Health journalist Catherine Murombedzi said implementation of laws against drugs was lax.

‘‘The problem is everywhere — even under our roofs, but the suppliers are hardly arrested as they remain untouchable. Laws are not being effectively implemented and there is poor policing. Mbanje or marijuana is on every street corner in most high-density suburbs around the country,” she said.

Murombedzi said some vendors pretend to be making money by selling sweets and maputi (corn snacks) yet they would be supplying drugs.

“Up market, there is a lot of sale of drugged sweets, cookies and some parents are buying and using these. This exposes children at home. We have a serious problem as a nation,” Murombedzi said.

Rise Above Women’s Organisation director Mary Audry Chard said:  “We need to ask our legislators about what they are doing about drug problems.”

Parliamentary Portfolio Committee on Health chairperson Ruth Ladobe said: “As the Health Portfolio Committee, we had not yet done anything about drug and substance abuse. This is because Health and Child Care ministry is working directly with the Home Affairs ministry on this issue.”

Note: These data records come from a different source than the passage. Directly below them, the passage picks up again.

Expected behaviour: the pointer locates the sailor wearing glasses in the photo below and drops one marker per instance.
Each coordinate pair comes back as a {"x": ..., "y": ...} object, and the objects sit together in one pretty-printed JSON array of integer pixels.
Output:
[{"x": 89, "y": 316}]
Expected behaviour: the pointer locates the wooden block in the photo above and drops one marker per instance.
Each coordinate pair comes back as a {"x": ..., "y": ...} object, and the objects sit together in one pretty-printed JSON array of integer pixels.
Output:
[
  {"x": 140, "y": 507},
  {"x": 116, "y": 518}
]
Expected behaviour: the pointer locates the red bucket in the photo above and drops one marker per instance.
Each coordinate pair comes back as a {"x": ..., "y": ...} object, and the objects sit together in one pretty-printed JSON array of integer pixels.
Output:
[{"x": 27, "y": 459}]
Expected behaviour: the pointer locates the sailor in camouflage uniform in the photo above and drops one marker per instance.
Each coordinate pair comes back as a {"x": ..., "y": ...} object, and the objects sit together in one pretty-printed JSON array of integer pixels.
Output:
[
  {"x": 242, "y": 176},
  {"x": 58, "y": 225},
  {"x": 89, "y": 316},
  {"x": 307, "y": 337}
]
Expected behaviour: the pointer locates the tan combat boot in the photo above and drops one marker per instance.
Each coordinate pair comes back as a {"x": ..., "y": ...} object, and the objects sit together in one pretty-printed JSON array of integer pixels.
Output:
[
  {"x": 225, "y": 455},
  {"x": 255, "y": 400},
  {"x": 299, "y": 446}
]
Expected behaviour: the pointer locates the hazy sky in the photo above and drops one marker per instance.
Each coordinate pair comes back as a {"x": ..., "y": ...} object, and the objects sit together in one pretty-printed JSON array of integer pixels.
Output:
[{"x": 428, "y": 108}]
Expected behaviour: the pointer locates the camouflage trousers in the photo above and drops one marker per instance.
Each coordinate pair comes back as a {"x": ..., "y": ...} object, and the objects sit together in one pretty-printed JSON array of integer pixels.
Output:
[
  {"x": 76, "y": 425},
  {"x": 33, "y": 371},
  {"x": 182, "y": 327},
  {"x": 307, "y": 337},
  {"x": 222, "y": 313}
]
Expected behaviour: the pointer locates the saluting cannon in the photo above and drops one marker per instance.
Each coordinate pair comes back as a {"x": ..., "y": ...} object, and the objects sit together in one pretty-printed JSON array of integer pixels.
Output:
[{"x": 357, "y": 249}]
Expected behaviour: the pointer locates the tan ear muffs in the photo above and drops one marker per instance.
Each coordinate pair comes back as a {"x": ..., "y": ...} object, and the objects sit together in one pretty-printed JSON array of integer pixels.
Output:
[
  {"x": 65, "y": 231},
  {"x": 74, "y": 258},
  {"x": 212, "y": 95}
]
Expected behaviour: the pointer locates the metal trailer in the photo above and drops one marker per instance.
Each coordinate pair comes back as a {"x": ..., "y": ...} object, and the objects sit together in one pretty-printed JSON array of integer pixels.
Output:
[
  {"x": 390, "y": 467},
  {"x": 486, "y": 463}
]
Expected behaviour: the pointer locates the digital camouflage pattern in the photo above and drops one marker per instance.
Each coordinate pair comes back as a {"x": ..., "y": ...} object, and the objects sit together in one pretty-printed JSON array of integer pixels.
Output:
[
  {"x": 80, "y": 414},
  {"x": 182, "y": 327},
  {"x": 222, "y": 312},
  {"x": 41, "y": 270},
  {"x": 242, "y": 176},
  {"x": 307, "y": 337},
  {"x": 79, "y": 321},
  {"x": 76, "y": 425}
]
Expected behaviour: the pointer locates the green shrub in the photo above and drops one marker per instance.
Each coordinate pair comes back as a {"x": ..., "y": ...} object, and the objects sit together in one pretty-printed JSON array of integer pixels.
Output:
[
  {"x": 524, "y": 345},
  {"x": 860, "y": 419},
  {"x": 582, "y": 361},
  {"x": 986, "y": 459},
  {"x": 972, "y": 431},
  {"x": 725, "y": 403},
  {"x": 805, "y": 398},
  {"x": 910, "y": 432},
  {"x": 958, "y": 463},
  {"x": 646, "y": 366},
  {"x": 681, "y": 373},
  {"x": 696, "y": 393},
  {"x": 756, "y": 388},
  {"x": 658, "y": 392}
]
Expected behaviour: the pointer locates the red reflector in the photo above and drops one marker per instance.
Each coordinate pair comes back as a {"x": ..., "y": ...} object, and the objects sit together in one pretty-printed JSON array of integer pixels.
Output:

In a letter last week, United Baptist Church education secretary Innocent Dube said: “It has been noted that even at various church gatherings there are elderly people who even sell such drugs to earn a living. In school ablution blocks, our kids are not spared. Girls are now also into serious drugs and please do not overlook that as a responsible parent.

“Our daughters are also into serious sexual encounters with elderly people and their conscience is gone.”

He warned that students were succumbing to peer pressure, hence the need for serious monitoring by parents.

“Even exeat weekends can be areas they pick bad behaviour,” Dube said.

Shwamwari Yemwanasikana director Ekenia Chifamba said drugs will prevent the country from achieving Vision 2030 as well as its education and health targets.

“We are, therefore, calling upon every Zimbabwean and all stakeholders in all spheres to come together and fight drug and substance abuse to create a healthy Zimbabwe and a healthy generation,’’ Chifamba said.